Sustainable production
Jobe says sustainability is in Vericool’s DNA. He urges meat manufacturers that are interested in minimizing their impact on the environment to use sustainable packaging like Vericoolers, but also consider examining their production lines to maximize yields while limiting waste.

For example, while using Vericoolers, ButcherBox avoids sending 20 to 50 truckloads of EPS packaging each month to the landfill.

“The materials we use break down, so wildlife isn’t exposed to it like with EPS, which mimics food for marine life and mammals,” Jobe says.

Always recycle and understand the materials you use in production, Jobe adds. “Do your research and try to take as much out of the landfill that you can.”

Salguero says ButcherBox has been considering getting B Corporation certified, which means the company meets standards of social and environmental performance, public transparency and is legally accountable to balance profits with purpose.

“The idea is being a company that is doing good in the world with its employees, environment, water use, etc.,” he says.

Additionally, Salguero says meat manufacturers can look to reduce plastics in their packaging and examine energy and water policies in their plants.

“We are active with suppliers to make sure everyone is on the forefront of what’s possible, while limiting overall costs – it’s a fine balance,” he says.

What’s next?
Vericool has major plans for the future of the young company, including the release of its Vericooler Plus — a padded compostable package – in the next 90 days.

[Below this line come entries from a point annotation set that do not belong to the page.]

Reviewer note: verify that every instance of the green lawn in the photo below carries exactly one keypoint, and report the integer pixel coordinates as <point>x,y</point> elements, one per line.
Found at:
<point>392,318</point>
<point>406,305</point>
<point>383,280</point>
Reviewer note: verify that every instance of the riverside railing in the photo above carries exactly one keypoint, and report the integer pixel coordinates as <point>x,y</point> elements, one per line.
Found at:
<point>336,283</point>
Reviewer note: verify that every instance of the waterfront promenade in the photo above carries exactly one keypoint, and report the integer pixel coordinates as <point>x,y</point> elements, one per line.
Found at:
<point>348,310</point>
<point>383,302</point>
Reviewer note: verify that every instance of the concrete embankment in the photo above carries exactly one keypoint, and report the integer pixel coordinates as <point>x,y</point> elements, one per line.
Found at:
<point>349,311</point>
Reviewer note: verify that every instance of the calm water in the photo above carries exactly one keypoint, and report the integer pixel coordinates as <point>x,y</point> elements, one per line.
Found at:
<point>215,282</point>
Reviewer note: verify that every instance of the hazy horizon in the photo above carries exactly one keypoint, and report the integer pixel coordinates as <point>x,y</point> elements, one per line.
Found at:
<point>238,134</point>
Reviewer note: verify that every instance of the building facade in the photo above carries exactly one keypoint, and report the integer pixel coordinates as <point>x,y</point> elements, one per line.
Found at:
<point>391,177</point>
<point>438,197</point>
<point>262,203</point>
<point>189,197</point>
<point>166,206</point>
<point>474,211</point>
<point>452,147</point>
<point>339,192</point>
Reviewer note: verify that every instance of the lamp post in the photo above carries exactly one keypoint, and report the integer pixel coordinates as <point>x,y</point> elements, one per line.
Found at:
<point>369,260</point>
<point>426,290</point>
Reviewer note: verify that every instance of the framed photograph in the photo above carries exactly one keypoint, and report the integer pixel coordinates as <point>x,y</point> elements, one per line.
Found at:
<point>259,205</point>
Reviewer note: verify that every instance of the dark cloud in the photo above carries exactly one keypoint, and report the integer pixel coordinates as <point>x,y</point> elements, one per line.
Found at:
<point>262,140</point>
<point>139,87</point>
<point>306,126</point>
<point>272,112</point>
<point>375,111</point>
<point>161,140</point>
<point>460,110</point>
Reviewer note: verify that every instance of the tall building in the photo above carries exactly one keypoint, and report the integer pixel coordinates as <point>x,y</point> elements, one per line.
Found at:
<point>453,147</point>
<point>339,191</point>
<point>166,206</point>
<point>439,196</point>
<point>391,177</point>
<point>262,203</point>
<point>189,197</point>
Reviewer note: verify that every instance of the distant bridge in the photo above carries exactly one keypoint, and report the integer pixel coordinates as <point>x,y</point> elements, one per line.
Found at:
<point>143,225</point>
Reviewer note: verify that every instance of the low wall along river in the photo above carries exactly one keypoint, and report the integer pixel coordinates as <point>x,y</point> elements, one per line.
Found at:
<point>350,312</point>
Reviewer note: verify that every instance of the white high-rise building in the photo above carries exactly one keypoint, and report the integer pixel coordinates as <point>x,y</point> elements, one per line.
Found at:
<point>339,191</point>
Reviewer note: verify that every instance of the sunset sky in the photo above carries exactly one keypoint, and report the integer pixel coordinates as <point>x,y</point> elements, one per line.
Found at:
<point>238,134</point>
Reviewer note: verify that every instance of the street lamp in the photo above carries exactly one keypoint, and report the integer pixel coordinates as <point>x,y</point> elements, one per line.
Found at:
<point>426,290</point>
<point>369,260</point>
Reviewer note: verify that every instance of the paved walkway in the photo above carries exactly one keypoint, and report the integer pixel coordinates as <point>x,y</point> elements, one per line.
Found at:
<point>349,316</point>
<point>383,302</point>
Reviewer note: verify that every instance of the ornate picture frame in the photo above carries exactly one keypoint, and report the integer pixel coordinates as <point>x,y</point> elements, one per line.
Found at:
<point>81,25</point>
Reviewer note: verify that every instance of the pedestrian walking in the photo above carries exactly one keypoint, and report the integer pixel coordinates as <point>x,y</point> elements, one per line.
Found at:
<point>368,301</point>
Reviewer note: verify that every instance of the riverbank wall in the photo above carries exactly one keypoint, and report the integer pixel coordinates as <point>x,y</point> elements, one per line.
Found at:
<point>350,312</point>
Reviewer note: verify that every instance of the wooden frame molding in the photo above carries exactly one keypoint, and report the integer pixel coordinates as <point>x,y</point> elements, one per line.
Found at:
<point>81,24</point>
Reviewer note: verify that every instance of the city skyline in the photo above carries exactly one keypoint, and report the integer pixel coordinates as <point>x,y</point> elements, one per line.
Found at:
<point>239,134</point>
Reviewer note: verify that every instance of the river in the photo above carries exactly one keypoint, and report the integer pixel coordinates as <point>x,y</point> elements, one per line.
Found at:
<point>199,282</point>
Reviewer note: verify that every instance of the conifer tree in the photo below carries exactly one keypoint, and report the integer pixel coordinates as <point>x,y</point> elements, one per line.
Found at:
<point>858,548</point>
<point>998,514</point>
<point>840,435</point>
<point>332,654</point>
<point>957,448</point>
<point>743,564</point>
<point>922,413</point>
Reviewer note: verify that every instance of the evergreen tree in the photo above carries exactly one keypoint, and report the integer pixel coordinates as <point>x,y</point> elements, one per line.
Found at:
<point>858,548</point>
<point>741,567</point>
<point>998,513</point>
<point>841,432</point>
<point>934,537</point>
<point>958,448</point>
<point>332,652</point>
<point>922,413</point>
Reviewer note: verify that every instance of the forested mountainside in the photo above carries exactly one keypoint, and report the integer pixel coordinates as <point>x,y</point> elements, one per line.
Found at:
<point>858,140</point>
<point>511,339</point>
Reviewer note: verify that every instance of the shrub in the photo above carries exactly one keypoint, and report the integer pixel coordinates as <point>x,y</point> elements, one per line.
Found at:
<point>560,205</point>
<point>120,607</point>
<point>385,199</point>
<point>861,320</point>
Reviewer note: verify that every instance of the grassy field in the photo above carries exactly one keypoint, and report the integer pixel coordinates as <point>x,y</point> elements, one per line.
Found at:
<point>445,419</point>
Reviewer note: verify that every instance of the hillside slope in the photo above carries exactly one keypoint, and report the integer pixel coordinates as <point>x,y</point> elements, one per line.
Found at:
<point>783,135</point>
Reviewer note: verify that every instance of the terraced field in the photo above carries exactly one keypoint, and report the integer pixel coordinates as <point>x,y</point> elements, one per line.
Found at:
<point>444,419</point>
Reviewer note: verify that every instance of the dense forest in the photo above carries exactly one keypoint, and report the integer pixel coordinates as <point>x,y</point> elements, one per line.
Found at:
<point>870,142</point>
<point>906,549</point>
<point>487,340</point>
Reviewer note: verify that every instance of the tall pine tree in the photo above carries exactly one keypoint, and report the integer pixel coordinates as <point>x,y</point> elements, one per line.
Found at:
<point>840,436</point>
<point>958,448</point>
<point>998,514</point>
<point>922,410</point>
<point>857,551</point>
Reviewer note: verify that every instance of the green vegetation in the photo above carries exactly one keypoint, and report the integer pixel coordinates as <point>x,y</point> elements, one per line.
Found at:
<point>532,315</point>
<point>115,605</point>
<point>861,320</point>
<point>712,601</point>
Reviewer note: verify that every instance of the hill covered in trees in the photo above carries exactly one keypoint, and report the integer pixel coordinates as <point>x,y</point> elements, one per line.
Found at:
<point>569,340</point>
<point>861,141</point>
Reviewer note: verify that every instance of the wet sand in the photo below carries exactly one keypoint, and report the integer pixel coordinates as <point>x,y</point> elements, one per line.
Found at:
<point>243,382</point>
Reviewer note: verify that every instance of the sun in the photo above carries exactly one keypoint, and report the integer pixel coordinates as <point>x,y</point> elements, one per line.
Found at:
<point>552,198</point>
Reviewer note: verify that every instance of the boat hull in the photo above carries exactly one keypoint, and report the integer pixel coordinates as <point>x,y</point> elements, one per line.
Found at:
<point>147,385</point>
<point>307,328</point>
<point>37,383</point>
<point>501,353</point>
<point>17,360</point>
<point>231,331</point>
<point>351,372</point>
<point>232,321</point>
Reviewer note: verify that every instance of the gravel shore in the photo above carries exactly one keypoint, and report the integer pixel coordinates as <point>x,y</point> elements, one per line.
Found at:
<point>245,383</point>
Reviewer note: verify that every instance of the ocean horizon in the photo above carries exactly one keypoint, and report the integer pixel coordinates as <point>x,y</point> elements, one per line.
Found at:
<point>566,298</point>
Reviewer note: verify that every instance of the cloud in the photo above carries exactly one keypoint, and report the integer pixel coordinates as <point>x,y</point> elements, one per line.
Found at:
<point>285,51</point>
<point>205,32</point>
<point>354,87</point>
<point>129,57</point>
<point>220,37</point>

In December, Vericool plans to release an innovative molded, plant-fiber ice chest – the Family Vericooler – that can replace a consumer’s traditional EPS Styrofoam cooler to take to picnics and the beach, Jobe says.

“In 2019, we will have a blitz of product lines including pouches, mailers and gel packs with recycled materials to limit the effect on the environment,” he adds. “Cost was a huge crippler in the market, as most customers couldn’t afford to switch from traditional coolers. Now there is a true paradigm shift with our product line and customers are excited.”

ButcherBox has plans of its own, including opening a new Midwest distribution center in Oklahoma City in the third or fourth quarter, Salguero says.

The partnership between ButcherBox and Vericool looks to expand as well, as Salguero says the companies are looking into using Vericoolers for shipments out of both the new Midwest facility and Eastern region distribution center in the near future.

“We are excited to partner with ButcherBox, a company that cares about the environment, has great products that customers love, a fantastic staff and is having amazing growth,” Jobe says.